Pendidikan akhlak tidak bisa dipisah dari pendidikan manusia seutuhnya. Pendidikan akhlak justru diarahkan untuk mencapai manusia seutuhnya, atau dalam islam,untuk mencapai martabat insan kamil (manusia sempurna).

3.2  Saran
Semoga dengan adanya makalah ini, Dengan Akhlak yang menyangkut masalah kehidupan yang berkaitan dengan ketentuan-ketentuan dan ukuran-ukuran benar atau salahnya suatu perbuatan. Perbuatan itu dapat berupa perbuatan lahir ataupun perbuatan batin, yang menyangkut diri pribadi atau yang berkaitan dengan orang lain dan alam. Sehingga dengan begitu kita dapat dikatakan manusia yang bermoral atau tidak, berdasarkan kepada kaidah-kaidah moral yang telah ditetapkan oleh Islam.










DAFTAR PUSTAKA


Miskawaih, Ibn (1994).
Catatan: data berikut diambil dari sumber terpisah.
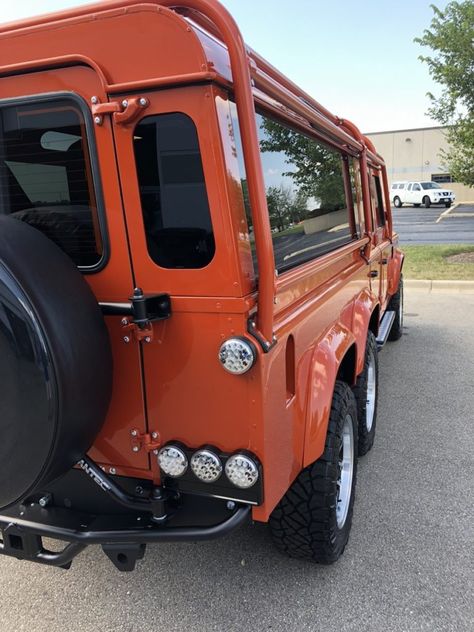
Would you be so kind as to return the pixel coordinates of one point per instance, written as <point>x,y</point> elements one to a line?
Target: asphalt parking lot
<point>417,226</point>
<point>410,559</point>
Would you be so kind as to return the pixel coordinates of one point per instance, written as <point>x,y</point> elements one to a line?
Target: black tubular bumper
<point>123,515</point>
<point>22,538</point>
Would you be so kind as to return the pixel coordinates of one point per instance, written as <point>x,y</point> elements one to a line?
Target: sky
<point>356,57</point>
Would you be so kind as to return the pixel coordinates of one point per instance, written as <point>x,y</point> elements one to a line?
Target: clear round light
<point>172,460</point>
<point>237,355</point>
<point>206,466</point>
<point>241,471</point>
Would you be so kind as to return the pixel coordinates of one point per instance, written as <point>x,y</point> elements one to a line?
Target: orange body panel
<point>318,312</point>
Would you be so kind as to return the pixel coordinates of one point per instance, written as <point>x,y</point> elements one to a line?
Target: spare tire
<point>55,362</point>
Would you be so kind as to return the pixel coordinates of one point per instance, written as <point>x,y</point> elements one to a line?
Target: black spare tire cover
<point>55,362</point>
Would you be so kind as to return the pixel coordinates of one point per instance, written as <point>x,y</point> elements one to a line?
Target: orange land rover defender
<point>197,267</point>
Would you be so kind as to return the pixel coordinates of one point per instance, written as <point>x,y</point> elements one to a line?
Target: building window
<point>173,192</point>
<point>441,178</point>
<point>46,176</point>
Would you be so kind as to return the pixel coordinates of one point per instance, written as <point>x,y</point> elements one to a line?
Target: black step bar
<point>384,328</point>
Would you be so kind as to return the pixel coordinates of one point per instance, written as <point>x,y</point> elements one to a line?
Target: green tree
<point>451,38</point>
<point>279,201</point>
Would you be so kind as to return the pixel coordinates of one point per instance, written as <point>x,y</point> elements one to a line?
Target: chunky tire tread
<point>366,438</point>
<point>394,305</point>
<point>304,525</point>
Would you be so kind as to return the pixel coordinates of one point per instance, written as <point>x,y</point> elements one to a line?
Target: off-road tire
<point>304,523</point>
<point>396,305</point>
<point>366,430</point>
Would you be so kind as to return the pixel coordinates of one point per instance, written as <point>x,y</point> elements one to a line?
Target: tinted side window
<point>310,189</point>
<point>173,192</point>
<point>377,199</point>
<point>45,176</point>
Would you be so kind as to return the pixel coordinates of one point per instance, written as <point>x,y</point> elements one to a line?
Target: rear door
<point>380,230</point>
<point>58,173</point>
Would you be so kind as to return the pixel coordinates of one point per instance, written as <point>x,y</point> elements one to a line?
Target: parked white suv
<point>417,193</point>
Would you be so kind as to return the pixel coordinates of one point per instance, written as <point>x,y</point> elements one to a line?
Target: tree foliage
<point>451,38</point>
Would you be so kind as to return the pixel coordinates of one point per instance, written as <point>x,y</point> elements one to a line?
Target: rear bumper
<point>123,533</point>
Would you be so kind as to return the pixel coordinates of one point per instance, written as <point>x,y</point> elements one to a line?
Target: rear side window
<point>173,193</point>
<point>377,201</point>
<point>311,193</point>
<point>46,176</point>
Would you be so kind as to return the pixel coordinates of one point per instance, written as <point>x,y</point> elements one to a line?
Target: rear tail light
<point>241,470</point>
<point>206,466</point>
<point>172,460</point>
<point>237,355</point>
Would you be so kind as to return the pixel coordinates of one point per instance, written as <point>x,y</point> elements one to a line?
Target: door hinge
<point>149,441</point>
<point>123,112</point>
<point>146,309</point>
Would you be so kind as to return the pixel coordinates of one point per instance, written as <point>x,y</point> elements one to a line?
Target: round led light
<point>241,471</point>
<point>206,466</point>
<point>172,460</point>
<point>237,355</point>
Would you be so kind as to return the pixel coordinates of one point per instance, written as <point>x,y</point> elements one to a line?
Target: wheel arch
<point>335,357</point>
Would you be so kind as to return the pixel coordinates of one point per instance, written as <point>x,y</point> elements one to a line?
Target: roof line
<point>411,129</point>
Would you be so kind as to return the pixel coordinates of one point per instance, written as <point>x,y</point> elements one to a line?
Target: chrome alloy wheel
<point>371,393</point>
<point>346,471</point>
<point>400,309</point>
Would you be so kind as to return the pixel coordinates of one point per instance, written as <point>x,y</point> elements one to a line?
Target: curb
<point>449,212</point>
<point>433,286</point>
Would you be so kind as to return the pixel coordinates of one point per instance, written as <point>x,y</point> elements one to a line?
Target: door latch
<point>124,111</point>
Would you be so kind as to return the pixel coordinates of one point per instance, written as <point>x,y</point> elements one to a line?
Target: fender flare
<point>395,271</point>
<point>365,316</point>
<point>328,354</point>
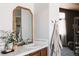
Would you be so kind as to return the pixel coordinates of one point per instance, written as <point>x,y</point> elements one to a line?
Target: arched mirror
<point>23,25</point>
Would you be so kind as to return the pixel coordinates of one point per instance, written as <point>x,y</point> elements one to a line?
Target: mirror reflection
<point>23,25</point>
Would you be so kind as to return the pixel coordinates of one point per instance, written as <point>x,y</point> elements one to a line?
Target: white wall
<point>6,14</point>
<point>41,11</point>
<point>53,15</point>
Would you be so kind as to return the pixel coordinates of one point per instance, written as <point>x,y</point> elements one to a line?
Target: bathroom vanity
<point>23,28</point>
<point>38,48</point>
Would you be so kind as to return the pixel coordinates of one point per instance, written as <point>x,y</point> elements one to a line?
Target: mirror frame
<point>14,20</point>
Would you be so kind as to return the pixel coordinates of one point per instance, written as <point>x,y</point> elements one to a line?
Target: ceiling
<point>71,6</point>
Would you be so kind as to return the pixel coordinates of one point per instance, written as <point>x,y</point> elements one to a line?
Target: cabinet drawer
<point>41,52</point>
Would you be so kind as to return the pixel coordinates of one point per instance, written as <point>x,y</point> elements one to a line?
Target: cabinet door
<point>37,53</point>
<point>44,52</point>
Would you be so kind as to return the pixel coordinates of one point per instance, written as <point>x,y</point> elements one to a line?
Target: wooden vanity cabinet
<point>41,52</point>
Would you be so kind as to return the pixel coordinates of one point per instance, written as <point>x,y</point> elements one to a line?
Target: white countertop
<point>27,49</point>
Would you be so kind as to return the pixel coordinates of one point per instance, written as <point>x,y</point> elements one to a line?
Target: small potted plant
<point>10,44</point>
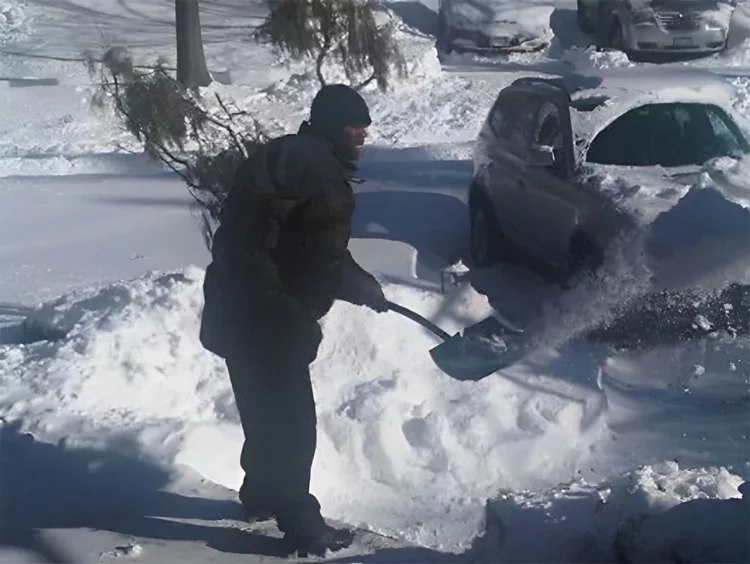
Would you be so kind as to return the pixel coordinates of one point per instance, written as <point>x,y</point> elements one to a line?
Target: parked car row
<point>637,27</point>
<point>536,196</point>
<point>658,26</point>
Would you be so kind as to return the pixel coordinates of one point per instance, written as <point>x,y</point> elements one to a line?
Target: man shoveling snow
<point>280,259</point>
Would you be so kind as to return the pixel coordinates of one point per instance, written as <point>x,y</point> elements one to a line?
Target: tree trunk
<point>191,60</point>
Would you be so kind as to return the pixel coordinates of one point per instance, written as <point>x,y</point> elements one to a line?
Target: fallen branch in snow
<point>203,145</point>
<point>348,33</point>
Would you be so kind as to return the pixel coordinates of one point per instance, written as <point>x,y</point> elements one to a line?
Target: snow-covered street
<point>119,436</point>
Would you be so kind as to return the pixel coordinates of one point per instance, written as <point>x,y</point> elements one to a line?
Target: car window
<point>548,132</point>
<point>668,135</point>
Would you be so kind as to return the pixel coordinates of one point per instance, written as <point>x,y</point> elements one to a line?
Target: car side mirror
<point>541,156</point>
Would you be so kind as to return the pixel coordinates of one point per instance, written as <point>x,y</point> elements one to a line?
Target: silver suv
<point>658,26</point>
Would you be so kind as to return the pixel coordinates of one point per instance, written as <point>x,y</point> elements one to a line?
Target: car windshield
<point>668,135</point>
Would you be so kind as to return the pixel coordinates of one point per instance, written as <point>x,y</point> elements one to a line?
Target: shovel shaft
<point>429,325</point>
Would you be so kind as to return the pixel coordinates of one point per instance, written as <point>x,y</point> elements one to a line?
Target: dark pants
<point>274,397</point>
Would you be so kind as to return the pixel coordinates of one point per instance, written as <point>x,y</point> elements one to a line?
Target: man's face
<point>351,141</point>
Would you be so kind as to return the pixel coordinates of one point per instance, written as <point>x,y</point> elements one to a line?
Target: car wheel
<point>583,18</point>
<point>483,243</point>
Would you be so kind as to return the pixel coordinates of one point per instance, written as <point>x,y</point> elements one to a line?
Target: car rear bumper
<point>650,38</point>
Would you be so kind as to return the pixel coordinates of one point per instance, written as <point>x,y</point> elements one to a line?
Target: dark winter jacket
<point>280,255</point>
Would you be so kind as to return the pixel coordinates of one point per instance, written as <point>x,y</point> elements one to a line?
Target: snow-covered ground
<point>122,431</point>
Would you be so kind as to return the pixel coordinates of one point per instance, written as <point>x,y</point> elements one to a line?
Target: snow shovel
<point>483,349</point>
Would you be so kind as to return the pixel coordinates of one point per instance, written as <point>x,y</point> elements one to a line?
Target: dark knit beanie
<point>335,106</point>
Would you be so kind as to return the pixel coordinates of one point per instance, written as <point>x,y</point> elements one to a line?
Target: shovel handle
<point>429,325</point>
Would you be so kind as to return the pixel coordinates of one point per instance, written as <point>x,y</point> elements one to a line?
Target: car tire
<point>484,233</point>
<point>584,23</point>
<point>616,37</point>
<point>585,259</point>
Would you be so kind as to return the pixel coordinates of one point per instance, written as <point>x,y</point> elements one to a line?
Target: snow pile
<point>588,58</point>
<point>400,444</point>
<point>14,22</point>
<point>659,513</point>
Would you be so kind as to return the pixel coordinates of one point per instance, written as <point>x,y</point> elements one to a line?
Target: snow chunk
<point>637,517</point>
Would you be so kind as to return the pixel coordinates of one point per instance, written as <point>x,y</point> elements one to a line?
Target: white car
<point>658,26</point>
<point>493,25</point>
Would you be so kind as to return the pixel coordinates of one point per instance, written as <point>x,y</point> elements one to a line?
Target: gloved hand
<point>359,287</point>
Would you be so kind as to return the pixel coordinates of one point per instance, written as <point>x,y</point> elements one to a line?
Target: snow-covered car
<point>493,25</point>
<point>564,167</point>
<point>659,26</point>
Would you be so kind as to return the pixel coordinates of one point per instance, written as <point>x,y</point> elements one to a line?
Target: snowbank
<point>660,513</point>
<point>400,444</point>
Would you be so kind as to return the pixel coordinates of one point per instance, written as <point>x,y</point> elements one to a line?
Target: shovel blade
<point>482,350</point>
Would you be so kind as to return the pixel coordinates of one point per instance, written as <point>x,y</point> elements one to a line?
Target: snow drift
<point>400,444</point>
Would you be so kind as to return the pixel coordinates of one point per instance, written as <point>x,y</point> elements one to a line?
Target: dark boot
<point>317,541</point>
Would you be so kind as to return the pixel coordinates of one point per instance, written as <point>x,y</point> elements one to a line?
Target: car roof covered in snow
<point>597,99</point>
Menuju Kesempurnaan Akhlak: Buka Daras Pertama tentang Filsafat Etika. Terjemahan. Bandung: Mizan.
Amin, Ahmad, Etika (Ilmu Akhlak), diterjemahkan oleh K.H. Farid Ma’ruf. Jakarta: Bulan Bintang, 1988, cet. Ke-5.
Djatnika, Rachmat, Sistem Ethika Islami (Akhlak Mulia), Jakarta: Pustaka Panjimas, 1996, cet. Ke-2.
Ali,H.A.Mukti: Memahami Beberapa Aspek Ajaran Islam, Bandung: Mizan,1990.